In der Stadt Luzern gibt es noch 27 öffentliche Telefonkabinen und 21 private Publifone. Diese werden durch die Swisscom im Auftrag von Dritten wie etwa Hotels oder Spitälern betrieben. Grund für das Verschwinden der Publifone ist, dass sie kaum mehr genützt werden, weil fast alle ein Handy besitzen. Von 2004 bis 2016 ging die Anzahl der Gespräche in Telefonkabinen um 95 Prozent zurück.

Kabine am Schwanen soll ausgeschrieben werden

Die Stadt Luzern besitzt zudem noch fünf bis sieben sogenannte Einbaukabinen, die noch von der Swisscom genützt werden. Eine davon steht am Schwanenplatz. «Sie wird nicht mehr zum Telefonieren genutzt und Abklärungen haben ergeben, dass wir keinen internen Bedarf sehen», sagt Hans Petermann, Leiter Portfoliomanagement bei der Abteilung Immobilien der Stadt Luzern. Diese Kabine soll bis Ende Jahr zur Zwischennutzung auf raumboerse.ch ausgeschrieben werden. Petermann: «Weil das Platzangebot sehr eng ist, sind wir auf die Resultate der Ausschreibung gespannt. Anfragen erhielt die Stadt zum Beispiel für den Betrieb eines Mini-Kiosks.»

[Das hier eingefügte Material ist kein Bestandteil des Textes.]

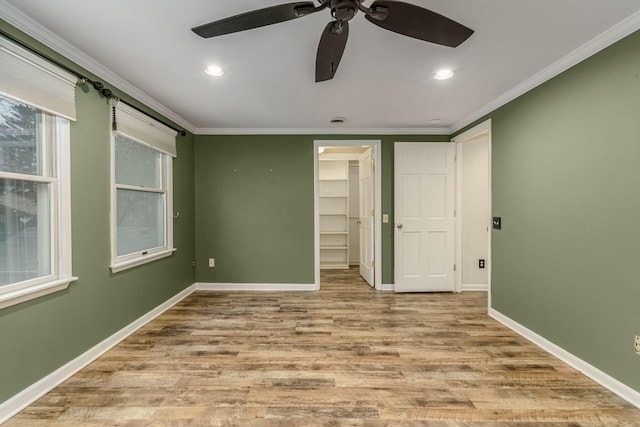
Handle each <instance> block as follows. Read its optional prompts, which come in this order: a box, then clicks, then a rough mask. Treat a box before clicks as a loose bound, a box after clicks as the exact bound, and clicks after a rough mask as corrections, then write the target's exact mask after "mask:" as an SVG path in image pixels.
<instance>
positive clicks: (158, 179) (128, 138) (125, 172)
mask: <svg viewBox="0 0 640 427" xmlns="http://www.w3.org/2000/svg"><path fill="white" fill-rule="evenodd" d="M114 137H115V143H116V183H117V184H127V185H137V186H139V187H149V188H160V186H161V184H160V182H161V180H160V153H159V152H158V151H156V150H154V149H152V148H149V147H147V146H146V145H144V144H139V143H137V142H135V141H133V140H131V139H129V138H127V137H124V136H122V135H119V134H117V133H116V134H115V135H114Z"/></svg>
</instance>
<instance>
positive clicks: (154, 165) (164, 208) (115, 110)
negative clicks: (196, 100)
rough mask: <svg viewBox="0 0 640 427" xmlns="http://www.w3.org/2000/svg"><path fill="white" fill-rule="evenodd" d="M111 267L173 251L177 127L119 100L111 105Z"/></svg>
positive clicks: (160, 257) (142, 260)
mask: <svg viewBox="0 0 640 427" xmlns="http://www.w3.org/2000/svg"><path fill="white" fill-rule="evenodd" d="M112 112H113V118H114V131H113V136H112V153H113V154H112V159H113V168H112V176H113V179H112V196H111V206H112V208H111V230H112V232H111V258H112V259H111V270H112V271H113V272H118V271H121V270H125V269H127V268H131V267H135V266H138V265H141V264H144V263H147V262H150V261H154V260H157V259H160V258H163V257H166V256H169V255H171V254H172V253H173V252H174V251H175V249H174V248H173V217H172V210H173V208H172V188H173V185H172V162H173V159H172V156H174V155H175V136H176V132H175V131H173V130H171V129H169V128H167V127H166V126H164V125H162V124H161V123H159V122H157V121H155V120H153V119H152V118H150V117H148V116H146V115H144V114H142V113H140V112H139V111H137V110H135V109H133V108H131V107H129V106H127V105H126V104H122V103H119V102H115V103H114V104H113V106H112Z"/></svg>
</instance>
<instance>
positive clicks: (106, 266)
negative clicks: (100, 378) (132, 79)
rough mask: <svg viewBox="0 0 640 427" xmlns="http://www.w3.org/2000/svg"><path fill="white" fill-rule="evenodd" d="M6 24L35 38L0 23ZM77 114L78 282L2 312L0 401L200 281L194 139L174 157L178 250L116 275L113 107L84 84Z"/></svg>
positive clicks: (72, 241) (74, 222) (75, 235)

Swisscom hat die Verträge noch nicht gekündigt

Ob allenfalls andere Telefonkabinen auch zur Vermietung ausgeschrieben, sonst wie neu genutzt oder abgebaut werden, ist offen. In Luzern ist die Telefon-Hüsli-Akte momentan in Prüfung bei den Behörden. Ob die Stadt einen Teil der 27 Telefonkabinen übernehmen möchte, ist laut Petermann offen: «Wir haben einen laufenden Vertrag mit der Swisscom. Sollte dieser gekündigt werden, wird dies intern geprüft.»

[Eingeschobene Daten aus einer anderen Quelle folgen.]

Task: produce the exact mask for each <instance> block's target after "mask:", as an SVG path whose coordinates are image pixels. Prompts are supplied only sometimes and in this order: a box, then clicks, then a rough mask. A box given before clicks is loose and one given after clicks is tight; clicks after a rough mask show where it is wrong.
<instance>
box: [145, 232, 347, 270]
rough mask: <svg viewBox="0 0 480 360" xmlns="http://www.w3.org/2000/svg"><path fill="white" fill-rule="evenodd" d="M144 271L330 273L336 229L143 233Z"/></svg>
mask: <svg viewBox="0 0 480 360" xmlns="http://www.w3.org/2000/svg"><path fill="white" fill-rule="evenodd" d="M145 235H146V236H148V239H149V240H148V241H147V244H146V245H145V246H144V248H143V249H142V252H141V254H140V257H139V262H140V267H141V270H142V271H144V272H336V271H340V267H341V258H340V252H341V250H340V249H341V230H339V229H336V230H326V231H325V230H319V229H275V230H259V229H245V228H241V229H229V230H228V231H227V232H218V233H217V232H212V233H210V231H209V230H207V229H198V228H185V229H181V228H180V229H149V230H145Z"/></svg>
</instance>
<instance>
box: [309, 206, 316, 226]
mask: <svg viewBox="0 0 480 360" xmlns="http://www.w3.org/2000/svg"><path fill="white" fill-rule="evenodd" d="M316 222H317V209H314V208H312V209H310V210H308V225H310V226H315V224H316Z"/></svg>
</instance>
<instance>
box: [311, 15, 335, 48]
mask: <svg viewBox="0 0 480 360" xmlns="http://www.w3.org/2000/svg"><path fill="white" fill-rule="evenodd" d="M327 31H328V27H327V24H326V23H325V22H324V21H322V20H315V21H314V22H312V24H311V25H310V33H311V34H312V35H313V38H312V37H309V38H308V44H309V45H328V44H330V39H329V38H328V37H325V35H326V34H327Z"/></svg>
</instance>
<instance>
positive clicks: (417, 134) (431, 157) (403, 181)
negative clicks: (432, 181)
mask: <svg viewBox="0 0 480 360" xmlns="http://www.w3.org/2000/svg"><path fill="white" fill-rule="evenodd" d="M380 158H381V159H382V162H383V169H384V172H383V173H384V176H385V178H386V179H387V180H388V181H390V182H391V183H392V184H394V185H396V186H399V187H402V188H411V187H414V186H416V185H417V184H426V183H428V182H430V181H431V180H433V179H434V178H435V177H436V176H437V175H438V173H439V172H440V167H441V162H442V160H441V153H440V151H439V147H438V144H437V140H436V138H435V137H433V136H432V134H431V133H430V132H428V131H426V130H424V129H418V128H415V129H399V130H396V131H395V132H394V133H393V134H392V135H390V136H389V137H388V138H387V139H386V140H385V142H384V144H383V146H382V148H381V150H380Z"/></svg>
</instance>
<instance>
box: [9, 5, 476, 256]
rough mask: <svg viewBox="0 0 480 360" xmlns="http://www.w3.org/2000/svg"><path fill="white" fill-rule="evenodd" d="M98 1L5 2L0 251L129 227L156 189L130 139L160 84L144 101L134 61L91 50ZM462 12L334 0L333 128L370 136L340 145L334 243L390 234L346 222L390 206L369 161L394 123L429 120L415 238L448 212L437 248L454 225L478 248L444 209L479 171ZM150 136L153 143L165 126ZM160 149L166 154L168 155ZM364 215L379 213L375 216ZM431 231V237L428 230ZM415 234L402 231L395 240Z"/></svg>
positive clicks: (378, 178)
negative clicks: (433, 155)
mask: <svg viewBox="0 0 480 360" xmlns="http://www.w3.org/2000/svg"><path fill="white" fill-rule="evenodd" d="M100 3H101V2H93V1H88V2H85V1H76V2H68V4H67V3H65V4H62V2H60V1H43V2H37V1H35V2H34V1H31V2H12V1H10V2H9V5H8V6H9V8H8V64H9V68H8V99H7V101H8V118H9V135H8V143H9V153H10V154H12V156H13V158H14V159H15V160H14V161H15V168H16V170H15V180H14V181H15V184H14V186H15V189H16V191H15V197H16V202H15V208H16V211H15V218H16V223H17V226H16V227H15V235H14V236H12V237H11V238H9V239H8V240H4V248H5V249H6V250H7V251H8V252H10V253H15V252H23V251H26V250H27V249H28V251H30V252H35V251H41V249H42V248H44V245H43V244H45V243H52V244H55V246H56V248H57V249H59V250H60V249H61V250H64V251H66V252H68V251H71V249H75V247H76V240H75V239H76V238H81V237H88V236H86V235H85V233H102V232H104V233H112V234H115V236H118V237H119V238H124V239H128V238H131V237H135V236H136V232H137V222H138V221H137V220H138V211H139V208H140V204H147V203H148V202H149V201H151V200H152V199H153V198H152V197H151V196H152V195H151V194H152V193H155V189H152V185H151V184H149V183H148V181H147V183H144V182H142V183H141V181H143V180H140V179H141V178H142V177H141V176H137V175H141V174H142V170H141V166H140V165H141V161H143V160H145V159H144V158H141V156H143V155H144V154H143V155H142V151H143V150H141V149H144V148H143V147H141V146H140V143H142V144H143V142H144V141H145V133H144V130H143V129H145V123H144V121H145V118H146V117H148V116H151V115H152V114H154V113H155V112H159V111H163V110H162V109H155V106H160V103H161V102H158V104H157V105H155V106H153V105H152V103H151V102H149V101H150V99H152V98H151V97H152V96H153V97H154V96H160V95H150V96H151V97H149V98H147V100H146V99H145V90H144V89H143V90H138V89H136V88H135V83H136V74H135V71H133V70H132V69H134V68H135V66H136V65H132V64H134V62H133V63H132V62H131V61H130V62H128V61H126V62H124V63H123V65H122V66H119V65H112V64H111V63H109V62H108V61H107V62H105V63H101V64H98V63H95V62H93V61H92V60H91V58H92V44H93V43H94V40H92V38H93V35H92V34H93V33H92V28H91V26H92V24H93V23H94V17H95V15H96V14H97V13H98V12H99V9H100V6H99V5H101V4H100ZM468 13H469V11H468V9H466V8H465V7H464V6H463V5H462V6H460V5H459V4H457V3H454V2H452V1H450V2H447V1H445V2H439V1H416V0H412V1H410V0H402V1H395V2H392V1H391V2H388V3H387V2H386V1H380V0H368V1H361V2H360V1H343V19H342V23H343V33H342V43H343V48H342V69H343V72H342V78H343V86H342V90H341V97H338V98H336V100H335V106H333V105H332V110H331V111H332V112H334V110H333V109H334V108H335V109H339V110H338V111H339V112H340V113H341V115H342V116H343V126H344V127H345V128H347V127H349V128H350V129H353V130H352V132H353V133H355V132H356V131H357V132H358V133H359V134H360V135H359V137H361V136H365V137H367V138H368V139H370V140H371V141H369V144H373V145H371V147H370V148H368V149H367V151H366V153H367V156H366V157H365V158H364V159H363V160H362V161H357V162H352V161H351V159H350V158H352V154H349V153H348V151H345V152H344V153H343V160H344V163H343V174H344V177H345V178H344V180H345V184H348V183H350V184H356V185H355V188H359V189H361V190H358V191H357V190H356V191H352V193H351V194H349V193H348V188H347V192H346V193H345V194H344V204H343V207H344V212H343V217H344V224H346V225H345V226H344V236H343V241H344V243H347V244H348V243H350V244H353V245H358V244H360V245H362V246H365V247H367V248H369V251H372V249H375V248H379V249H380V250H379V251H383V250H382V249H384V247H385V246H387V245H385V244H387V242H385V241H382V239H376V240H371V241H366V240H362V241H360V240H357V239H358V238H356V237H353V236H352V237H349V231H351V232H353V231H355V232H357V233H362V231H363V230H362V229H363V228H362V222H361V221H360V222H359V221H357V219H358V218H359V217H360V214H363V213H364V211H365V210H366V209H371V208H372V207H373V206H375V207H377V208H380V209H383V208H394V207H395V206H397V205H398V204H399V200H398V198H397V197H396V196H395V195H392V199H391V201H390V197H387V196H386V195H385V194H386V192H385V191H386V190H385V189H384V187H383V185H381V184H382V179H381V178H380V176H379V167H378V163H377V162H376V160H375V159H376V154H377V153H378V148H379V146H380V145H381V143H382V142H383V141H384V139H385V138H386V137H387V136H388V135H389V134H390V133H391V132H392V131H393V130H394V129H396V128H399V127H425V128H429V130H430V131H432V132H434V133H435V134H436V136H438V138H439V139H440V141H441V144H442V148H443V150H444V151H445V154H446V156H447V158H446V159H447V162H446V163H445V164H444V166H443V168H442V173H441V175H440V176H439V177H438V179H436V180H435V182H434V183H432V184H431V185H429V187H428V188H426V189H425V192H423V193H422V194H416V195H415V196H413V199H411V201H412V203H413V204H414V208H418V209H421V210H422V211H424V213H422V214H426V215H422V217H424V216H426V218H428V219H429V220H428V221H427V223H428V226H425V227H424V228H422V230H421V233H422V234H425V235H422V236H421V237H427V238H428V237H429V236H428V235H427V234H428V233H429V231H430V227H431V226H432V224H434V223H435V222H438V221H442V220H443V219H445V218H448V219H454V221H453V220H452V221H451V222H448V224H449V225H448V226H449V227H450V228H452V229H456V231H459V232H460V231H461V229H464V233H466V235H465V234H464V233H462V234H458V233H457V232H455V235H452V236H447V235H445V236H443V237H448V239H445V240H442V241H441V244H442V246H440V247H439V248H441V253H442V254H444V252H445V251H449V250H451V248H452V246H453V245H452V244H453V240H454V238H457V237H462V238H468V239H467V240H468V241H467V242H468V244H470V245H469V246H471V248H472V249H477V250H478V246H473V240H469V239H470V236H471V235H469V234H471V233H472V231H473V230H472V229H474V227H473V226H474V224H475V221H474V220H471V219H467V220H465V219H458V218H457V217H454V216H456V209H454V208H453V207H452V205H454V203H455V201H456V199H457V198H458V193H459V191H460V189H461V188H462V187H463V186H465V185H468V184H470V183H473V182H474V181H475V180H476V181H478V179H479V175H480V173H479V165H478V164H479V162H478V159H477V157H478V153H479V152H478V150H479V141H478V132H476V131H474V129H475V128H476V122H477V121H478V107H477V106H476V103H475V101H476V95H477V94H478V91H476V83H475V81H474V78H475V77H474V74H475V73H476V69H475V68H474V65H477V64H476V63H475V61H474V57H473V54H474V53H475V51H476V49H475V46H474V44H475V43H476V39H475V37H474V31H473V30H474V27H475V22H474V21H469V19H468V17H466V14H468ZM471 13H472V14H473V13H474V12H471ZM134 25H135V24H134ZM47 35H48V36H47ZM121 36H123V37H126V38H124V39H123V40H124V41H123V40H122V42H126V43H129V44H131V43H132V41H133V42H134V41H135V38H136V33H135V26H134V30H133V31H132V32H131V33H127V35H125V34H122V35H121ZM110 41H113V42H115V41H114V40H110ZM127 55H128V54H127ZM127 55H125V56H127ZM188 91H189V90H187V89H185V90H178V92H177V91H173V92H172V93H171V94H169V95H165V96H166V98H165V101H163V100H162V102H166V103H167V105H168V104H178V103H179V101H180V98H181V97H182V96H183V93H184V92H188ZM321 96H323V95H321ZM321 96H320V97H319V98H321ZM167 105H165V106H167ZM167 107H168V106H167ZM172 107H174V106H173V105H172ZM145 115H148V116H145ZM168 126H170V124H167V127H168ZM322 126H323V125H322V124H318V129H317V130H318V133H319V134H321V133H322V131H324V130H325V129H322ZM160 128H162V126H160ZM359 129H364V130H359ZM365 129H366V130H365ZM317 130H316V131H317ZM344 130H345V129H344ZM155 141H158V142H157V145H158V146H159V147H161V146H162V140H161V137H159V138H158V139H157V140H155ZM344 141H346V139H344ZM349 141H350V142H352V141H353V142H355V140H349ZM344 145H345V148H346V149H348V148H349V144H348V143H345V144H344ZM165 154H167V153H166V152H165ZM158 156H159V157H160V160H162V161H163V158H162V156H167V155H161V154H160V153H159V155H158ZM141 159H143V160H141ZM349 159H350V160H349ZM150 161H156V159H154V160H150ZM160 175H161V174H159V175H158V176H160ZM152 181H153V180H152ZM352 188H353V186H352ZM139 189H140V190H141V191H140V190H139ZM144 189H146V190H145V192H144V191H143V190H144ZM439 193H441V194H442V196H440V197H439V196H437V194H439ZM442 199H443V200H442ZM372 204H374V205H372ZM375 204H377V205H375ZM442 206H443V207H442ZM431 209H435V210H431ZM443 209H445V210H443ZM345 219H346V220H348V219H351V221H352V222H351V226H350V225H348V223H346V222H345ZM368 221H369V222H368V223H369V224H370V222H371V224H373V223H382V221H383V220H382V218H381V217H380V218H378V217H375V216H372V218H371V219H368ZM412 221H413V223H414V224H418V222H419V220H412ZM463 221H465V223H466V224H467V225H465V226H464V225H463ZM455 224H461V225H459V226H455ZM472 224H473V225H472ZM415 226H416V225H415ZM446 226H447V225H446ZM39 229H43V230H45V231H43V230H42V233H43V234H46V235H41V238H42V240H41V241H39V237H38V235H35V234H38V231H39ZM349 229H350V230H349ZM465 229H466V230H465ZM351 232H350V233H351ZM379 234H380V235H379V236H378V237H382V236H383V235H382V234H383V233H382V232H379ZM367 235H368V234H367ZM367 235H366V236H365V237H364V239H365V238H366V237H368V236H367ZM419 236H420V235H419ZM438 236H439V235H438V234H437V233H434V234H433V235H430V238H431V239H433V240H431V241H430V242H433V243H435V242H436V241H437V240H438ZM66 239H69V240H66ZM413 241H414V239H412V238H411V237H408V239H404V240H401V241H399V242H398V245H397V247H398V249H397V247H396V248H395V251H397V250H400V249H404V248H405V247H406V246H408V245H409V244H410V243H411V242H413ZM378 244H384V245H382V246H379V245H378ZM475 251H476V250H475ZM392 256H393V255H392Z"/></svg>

Vielleicht stehen einige der Luzerner Telefonkabinen aber bald auch in Vorgärten: Auch Private können diese kaufen – Stückpreis: 1500 Franken. Hinzu kommen Kosten für den Transport und die Montage. Total dürfte eine nostalgische Kabine ohne Telefon etwa mit 3000 Fr. zu Buche schlagen.

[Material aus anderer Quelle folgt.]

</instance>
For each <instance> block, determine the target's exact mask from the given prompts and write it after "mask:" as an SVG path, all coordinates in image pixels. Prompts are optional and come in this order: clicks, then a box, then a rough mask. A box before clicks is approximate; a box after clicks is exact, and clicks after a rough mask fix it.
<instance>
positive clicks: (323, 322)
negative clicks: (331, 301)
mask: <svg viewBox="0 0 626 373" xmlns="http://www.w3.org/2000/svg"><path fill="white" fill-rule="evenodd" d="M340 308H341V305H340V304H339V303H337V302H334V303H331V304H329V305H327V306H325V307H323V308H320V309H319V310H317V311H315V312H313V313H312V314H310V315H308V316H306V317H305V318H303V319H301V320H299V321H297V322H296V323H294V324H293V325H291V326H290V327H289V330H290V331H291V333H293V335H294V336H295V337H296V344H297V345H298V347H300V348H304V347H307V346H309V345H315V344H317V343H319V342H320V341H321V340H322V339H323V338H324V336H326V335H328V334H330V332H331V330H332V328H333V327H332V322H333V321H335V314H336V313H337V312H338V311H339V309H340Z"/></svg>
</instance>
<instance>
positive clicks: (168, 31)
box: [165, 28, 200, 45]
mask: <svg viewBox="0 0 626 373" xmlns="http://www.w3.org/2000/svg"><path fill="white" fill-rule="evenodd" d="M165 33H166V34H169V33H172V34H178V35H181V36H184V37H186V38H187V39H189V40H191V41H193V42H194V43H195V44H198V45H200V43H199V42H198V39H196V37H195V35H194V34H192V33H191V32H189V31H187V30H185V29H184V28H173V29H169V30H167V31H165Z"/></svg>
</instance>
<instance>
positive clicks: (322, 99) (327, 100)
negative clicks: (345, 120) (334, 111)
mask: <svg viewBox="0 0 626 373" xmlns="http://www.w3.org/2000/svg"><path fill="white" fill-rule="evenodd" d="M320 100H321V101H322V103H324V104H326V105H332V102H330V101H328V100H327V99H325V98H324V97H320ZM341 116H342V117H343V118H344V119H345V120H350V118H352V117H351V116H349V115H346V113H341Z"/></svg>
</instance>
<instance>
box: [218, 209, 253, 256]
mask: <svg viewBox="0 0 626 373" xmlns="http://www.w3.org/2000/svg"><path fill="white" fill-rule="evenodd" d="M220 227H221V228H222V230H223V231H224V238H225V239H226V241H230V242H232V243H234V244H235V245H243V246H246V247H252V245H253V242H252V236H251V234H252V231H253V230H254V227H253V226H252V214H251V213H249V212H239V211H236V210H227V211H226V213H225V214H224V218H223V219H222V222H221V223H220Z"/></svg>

1995 gab es in der ganzen Schweiz über 58'000 Publifone. Nun verschwinden diese schweizweit oder werden neu genutzt – etwa als Büchertauschbörse oder als Standorte für Defibrillatoren. Am Mühlenplatz in Luzern hat die Stadt der Hochschule Gestaltung und Design eine Einbaukabine als Ausstellungsort zur Verfügung gestellt.